Help with rooster!!!

Discussion in 'Chicken Behaviors and Egglaying' started by skeeter9, May 10, 2007.

  1. skeeter9

    skeeter9 Songster

    I have an Ameraucana rooster that is 15 months old. We love him to death, but are having trouble with his "rooster" behavior. He is constantly challenging us, which I know is normal, but even with very diligent correction the behavior doesn't seem to be diminishing much. I read everything I could find on this site about dealing with this and my whole family and I have been very consistent in putting him in his place and keeping at it until he turns and runs. He doesn't only attack us when we are approaching his ladies - he will come from clear across the pasture to attack us from behind, etc.

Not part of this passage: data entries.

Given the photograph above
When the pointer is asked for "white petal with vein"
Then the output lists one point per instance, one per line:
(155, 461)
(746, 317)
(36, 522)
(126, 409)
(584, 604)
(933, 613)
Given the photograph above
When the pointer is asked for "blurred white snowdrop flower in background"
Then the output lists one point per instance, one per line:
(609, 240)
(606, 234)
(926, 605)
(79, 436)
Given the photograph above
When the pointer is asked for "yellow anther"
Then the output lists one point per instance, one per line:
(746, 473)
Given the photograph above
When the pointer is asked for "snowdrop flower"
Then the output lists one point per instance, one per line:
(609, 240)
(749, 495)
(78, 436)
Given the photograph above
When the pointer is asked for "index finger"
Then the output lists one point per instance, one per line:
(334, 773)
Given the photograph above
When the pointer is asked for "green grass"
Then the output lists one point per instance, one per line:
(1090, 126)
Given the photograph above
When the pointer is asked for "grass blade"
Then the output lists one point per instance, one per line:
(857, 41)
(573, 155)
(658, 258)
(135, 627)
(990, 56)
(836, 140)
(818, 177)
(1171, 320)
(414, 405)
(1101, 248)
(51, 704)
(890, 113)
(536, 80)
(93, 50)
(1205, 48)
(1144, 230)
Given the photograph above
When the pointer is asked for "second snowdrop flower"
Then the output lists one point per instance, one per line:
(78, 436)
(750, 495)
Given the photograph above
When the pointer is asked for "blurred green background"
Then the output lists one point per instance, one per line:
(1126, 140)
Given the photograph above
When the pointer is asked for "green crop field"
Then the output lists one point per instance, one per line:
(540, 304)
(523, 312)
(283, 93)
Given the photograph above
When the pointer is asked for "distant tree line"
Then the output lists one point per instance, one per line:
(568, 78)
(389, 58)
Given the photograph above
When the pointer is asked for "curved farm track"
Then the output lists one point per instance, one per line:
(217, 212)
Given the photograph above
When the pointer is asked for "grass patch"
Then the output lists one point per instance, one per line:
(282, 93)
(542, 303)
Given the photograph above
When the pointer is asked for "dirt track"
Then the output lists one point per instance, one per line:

    To be a little more specific about how we correct him - we smack him with anything handy or kick him, etc. and we don't stop until he turns tail and runs. Most of the time we even chase him a little bit while he's running just to get the point across!!!

    I really don't want to have to get rid of him - he is aboslutely beautiful and I want to keep him for breeding. He is also very good to his hens. Does anyone have any other suggestions?

  2. justusnak

    justusnak Flock Mistress

    Feb 28, 2007
    South Eastern Indiana
    Well...I have a RIR roo, that is now just over a year old. He tried this posture with me a few times. This is what I did....I went and got a jacket on....long sleeves...and went back out there. When he tried it again....I screamed, and " flapped my wings" at him. This took ONE, when I come in the coop....he will step aside.
    I can't say this will work on all roos....hope you can find a solution....other than hitting him. Hitting him makes him want to fight back.
  3. silkiechicken

    silkiechicken Staff PhD

    Good luck. I had an EE roo go crazy and would just not give up. If you want to keep him for breeding, just think about the genes he'd be passing to future roos!
  4. chickensforever

    chickensforever In the Brooder

    Jan 16, 2007
    Bellevue, WA
    You can try picking him up quickly and holding him upside down (like cradling him upside down while holding his body). This makes them really calm and easier to work with, at least while you are around them. Sometimes he forgets though, after I've left.
  5. skeeter9

    skeeter9 Songster

    Justusnak - I know that hitting them makes them want to fight back, but from everything I've read, that's the only way to put a really aggressive one in it's place. I really hate it, because he used to be one of our very favorite chicks - very lovng and would snuggle with you for hours. I have tried flapping my wings at him and trying to make myself look very big and forbidding, but it only seemed to enflame him. Hitting any of my animals is not my way - what we really want is a more respectful roo.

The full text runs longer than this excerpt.